The Obama administration Wednesday asked the Supreme Court to settle the constitutional question over the 2010 health-care law this term, meaning that the decision will probably come next summer in the thick of the presidential campaign.
The Justice Department asked the justices to review the decision of the U.S. Court of Appeals for the 11th Circuit in Atlanta, which is the only appeals court to say Congress exceeded its power in passing the law. The law requires almost every American to have health insurance.
“Throughout history, there have been similar challenges to other landmark legislation such as the Social Security Act, the Civil Rights Act, and the Voting Rights Act, and all of those challenges failed,” the Justice Department said in a statement. “We believe the challenges to Affordable Care Act — like the one in the 11th Circuit — will also ultimately fail and that the Supreme Court will uphold the law.”

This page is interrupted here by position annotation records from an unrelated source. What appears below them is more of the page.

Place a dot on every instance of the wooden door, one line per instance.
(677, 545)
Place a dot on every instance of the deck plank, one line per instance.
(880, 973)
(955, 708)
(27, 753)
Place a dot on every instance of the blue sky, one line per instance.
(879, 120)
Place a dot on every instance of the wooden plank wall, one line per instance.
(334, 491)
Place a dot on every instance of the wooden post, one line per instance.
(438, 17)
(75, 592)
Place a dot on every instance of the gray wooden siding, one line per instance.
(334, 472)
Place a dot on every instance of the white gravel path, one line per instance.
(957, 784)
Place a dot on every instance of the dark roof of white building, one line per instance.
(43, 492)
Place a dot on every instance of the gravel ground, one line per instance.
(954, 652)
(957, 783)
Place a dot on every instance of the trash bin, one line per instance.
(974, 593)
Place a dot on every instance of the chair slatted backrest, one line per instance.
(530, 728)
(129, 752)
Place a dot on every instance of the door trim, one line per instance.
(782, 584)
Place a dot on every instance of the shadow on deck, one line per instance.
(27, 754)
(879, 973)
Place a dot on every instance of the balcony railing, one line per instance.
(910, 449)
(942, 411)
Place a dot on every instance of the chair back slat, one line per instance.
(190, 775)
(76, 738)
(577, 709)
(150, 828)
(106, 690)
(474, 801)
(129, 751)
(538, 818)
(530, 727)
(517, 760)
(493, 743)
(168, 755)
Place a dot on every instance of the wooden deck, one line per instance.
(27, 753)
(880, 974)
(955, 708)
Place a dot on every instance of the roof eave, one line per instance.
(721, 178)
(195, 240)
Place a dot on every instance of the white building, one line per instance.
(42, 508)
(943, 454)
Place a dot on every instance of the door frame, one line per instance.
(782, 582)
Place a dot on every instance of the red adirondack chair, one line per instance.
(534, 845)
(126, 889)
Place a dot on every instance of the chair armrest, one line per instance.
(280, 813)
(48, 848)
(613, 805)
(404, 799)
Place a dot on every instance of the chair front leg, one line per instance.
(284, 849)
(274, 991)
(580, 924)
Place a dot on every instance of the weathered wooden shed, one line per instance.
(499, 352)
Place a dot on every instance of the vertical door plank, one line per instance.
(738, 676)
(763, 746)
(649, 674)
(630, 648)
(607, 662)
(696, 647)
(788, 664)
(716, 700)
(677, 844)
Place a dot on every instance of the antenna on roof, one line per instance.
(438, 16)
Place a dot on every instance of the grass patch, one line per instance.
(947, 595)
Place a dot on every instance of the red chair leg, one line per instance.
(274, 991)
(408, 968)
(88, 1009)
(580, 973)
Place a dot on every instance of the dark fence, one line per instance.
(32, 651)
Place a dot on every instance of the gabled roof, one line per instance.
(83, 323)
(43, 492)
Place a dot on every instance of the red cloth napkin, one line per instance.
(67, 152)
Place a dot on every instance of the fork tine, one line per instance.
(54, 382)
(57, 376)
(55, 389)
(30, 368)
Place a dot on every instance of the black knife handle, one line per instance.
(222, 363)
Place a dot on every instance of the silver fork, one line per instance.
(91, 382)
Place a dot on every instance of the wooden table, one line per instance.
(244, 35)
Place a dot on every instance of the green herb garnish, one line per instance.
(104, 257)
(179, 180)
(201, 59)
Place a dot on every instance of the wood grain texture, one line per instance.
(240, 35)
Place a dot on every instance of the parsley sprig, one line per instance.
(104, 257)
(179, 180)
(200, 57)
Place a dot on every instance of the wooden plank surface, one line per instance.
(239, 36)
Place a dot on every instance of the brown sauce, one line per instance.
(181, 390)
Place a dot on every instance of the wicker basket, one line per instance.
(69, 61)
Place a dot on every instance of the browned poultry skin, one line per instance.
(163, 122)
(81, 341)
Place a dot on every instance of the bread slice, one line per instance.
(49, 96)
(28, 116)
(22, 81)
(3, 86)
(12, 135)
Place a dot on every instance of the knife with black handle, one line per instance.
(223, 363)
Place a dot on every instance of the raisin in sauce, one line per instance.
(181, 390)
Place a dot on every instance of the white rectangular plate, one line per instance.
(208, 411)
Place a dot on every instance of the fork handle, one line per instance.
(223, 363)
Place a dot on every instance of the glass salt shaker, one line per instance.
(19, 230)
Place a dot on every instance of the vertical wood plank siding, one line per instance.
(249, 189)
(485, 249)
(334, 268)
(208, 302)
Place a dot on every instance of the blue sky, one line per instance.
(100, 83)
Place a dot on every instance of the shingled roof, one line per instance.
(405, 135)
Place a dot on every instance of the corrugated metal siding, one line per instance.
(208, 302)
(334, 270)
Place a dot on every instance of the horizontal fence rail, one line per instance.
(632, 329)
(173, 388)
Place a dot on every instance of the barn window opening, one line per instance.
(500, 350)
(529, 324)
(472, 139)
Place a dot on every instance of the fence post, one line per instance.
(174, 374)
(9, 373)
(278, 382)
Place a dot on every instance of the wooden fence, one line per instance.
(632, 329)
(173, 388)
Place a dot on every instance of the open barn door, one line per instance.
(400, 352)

The suit is brought by 26 states and the National Federation of Independent Businesses. Those two groups have also asked the justices to accept the case, because while the appeals court panel struck down the individual mandate for health insurance, it upheld other parts of the law.
Appeals courts that have considered the law are split. In June, a divided panel of the U.S. Court of Appeals for the 6th Circuit in Cincinnati upheld the health-care law in a separate case.
Earlier this month, a panel of the U.S. Court of Appeals for the 4th Circuit in Richmond turned down a challenge to the law brought by the Commonwealth of Virginia and others.
The decision on when to seek Supreme Court consideration has caused much political discussion, because the law is one of the most noticeable ways President Obama differs with his Republican challengers. A Supreme Court decision either way could have significant political impact.
Under the court’s normal procedures, it must accept a case by January in order to rule by its traditional conclusion of the term at the end of June.
Already pending at the court is a petition from the Thomas More Law Center, a Christian-oriented law firm in Michigan that brought the case decided in the 6th Circuit.
The two judges in the 11th Circuit majority said the law’s individual mandate was a “wholly novel and potentially unbounded assertion of congressional authority.” The 6th Circuit majority, however, found the coverage requirement “a valid exercise of legislative power by Congress under the Commerce Clause.”
The 4th Circuit judges threw out the challenge brought by Virginia Attorney General Ken Cuccinelli II on the grounds that the state did not have the right to challenge the law.